POST /graphql) for all operations. - Query: Read data (like GET). Client sends a query describing the shape of the response.
- Mutation: Change data (like POST/PUT/DELETE). Client sends a mutation with arguments and requested response shape.
- Schema: Defines types, fields, and operations. Use it to know what you can query and what to expect.
Example query and mutation
Query:
query {
user(id: "1") {
id
name
email
}
}
Mutation:
mutation {
createUser(input: { name: "Jane", email: "jane@example.com" }) {
id
name
email
}
}
You send these in the request body (e.g. { "query": "..." }) and check the response shape and data.
How to test GraphQL
- Positive: Valid query/mutation → 200 and
datawith expected shape; noerrors(or expected partial errors). - Negative: Invalid query (wrong field, wrong type) → 200 with
errorsarray (GraphQL often returns 200 with errors in body). Test auth (e.g. unauthenticated or wrong permissions). - Edge: Null/optional fields, empty lists, deep nesting, and large responses if relevant.

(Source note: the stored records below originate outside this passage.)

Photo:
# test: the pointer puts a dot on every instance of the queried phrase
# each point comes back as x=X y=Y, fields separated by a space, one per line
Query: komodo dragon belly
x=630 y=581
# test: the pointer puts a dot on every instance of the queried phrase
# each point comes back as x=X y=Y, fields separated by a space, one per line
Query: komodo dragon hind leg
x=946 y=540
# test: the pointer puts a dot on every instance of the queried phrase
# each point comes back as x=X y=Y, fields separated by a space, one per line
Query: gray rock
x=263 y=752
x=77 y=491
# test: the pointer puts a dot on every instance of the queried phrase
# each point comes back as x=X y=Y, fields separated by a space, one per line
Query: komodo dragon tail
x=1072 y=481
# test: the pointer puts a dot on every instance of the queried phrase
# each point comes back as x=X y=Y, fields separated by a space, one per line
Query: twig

Use the schema to design tests: required vs optional fields, types, and allowed operations.
Summary
- GraphQL = single endpoint; queries for read, mutations for write; client chooses response shape.
- Use the schema to design test cases; send query/mutation in body and assert on
dataanderrors. - Test positive, negative, and edge cases as with REST; auth and validation still apply.